● Bölüm 24 ●

9 1 0
                                    

Arkadaşlar selam xlldmdkd. Ekşınlar dönecek bu bölüm lcmxkd. Yazılılarım bitti. Daha sık yazabilirim diye düşünüyorum. Neyse bölüme geçin.

》》》

"Taş, kağıt, makas!" Dedi ve elini yumruk yapan Ezel'e karşın ben, elimi düz tutmuştum. Tıpkı ruh halim gibi.

"Ya böyle olmaz ama. Sen sürekli kazanıyorsun." Dedi Ezel mızmızlanarak. Ben ise somurtmaya devam ediyordum.

Neden bu mal dana keyfimin her daim içine etmek zorundaydı ki? Böyle yaparak kızların gecesini de mahvetmiş oluyordum.

Ezel benden pozitif bir enerji alamayınca, yanda dergilerdeki magazin haberlerini karıştıran Meyra'ya döndü. İkisi birlikte dergilere bakarken ben, ayağa kalkıp Ezel'in kitaplığına ilerleyip 'Sinekli Bakkal' adlı kitabını elime alıp inceledim.

"İdil!"

İsmimin bağırılmasıyla irkilerek sıçradım. Bu sırada elimdeki kitapta yeri boylamıştı.

"Hı?" Dedim ve yavaşça onlara döndüm. Onlar ise endişeli gözler ile bana bakıyorlardı. Ve bakışlarında ki endişe bana da bulaşmıştı.
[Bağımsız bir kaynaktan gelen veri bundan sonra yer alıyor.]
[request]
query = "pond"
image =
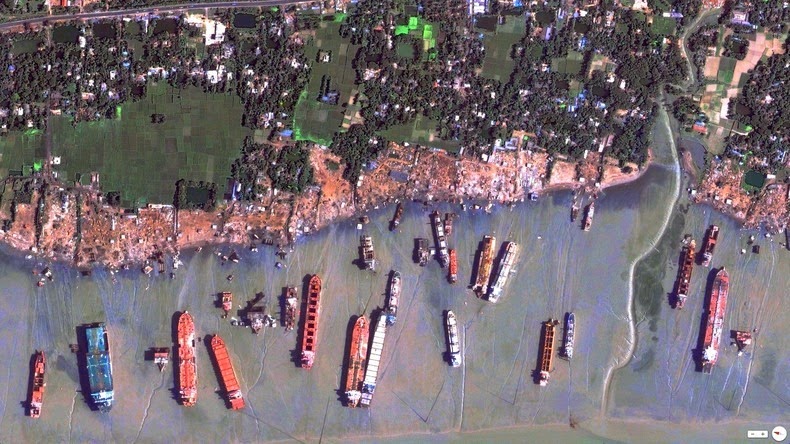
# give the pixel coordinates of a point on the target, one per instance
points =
(545, 17)
(65, 34)
(244, 21)
(104, 30)
(166, 25)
Yavaşça onlara ilerledim. Bu sırada Ezel ve Meyra birbirlerine baktılar ve Meyra, ateşe değmişçesine dergiyi yere fırlattı.
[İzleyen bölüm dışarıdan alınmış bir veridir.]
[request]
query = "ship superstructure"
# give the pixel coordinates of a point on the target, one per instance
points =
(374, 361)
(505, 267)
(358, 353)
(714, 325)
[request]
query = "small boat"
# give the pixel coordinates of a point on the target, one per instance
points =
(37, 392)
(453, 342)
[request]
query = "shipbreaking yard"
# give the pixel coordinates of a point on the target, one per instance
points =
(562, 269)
Daha da hızlandım ve dergiyi yerden kaptım.

Dergi kapanmıştı. Ama ben neyin onları bu kadar endişelendirdiğini çok merak ediyordum. Kendime bile ürkünç gelebilecek bir şekilde konuştum. "Kaçıncı sayfa?"

"29." Dediler hep bir ağızdan.

Bir hışımla 29. Sayfayı açtım.

Keşke açmasaydım. Güney'in bir kızla, boy boy fotoğrafları vardı. Demek ki buraya gelmesi onu akıllandırmamıştı.

Fotoğraflara bakmayı kesip altındaki açıklamaları okudum.

'Bu hafta, tuzu kuru ünlülerimizden olan Güney Çakır, yanına aldığı esmer hanımla nereye gidiyordu? Maalesef bunu biz de bilmiyoruz. Çünkü ne sorduysak bir cevap alamadık. Esmer hanım ne kadar etkilediyse artık, o kadar hızlıydı ki... Bizden söylemesi, Güney Bey'in geleceği parlak arkadaşlar.'

Yazan şeyler dalga geçer gibiydi.

Bu ne ya?

Tarihine baktığımda cuma günü olduğunu gördüm.

Bana neydi ki? Kimle sürterse sürtsün. O da böyle biriydi demek ki.

Dergi yatağa fırlattım, kendimde yere oturdum. O sırada telefonum çalmaya başladı.

Aradım, ama yoktu. Hah! Çarşafın arasına gizlenmiş. Hemen alıp açtım.

"Efendim anne?" Diyerek konuşmayı açtım.

"Kızım, Eslem'i de al. Eve gelin, koşun!" Dedi ve kapattı.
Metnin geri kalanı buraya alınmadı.